The firm, incorporated in the British Virgin Islands and traded in London, reported a loss of $2 million for the three months ending March 31, excluding one-time items and costs tied to mergers and acquisitions, compared with a profit of $9 million for the same period last year, according to a statement Thursday. Atlas Mara lost $6.7 million including those items, compared with a profit of about $500,000 a year ago.

The firm didn’t provide any update on its potential bid for Barclays’s controlling stake in its African business, which Diamond had championed when he ran the British lender. Diamond said last month that he and investors including U.S. private-equity giant Carlyle Group were working together on a possible deal.

Atlas Mara, set up by Diamond to buy African banks as part of his wager on the continent’s prospects, is dealing with the impact of a weaker Chinese economy on the commodity prices that are key for growth in most African countries. Declining African currencies helped cause the quarterly loss, along with higher provisions for souring corporate loans in Zimbabwe, the firm said.

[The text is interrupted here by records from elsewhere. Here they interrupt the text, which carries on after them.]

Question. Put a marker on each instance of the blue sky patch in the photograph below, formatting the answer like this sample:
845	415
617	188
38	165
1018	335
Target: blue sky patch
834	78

“This level of performance is clearly below where we want to be, notwithstanding the challenges of a more difficult economic backdrop,” Chief Executive Officer John Vitalo said in the statement.

The shares fell 2 percent to $4.85 at noon in London, and are down 7.6 percent this year. Atlas Mara has lost more than half of its value since its initial public offering at the end of 2013.

While Atlas Mara continues to target a full-year result that exceeds 2015’s profit of $11.3 million, that goal is facing “meaningful headwinds” of weaker African currencies and a “more challenging economic backdrop,” the company said.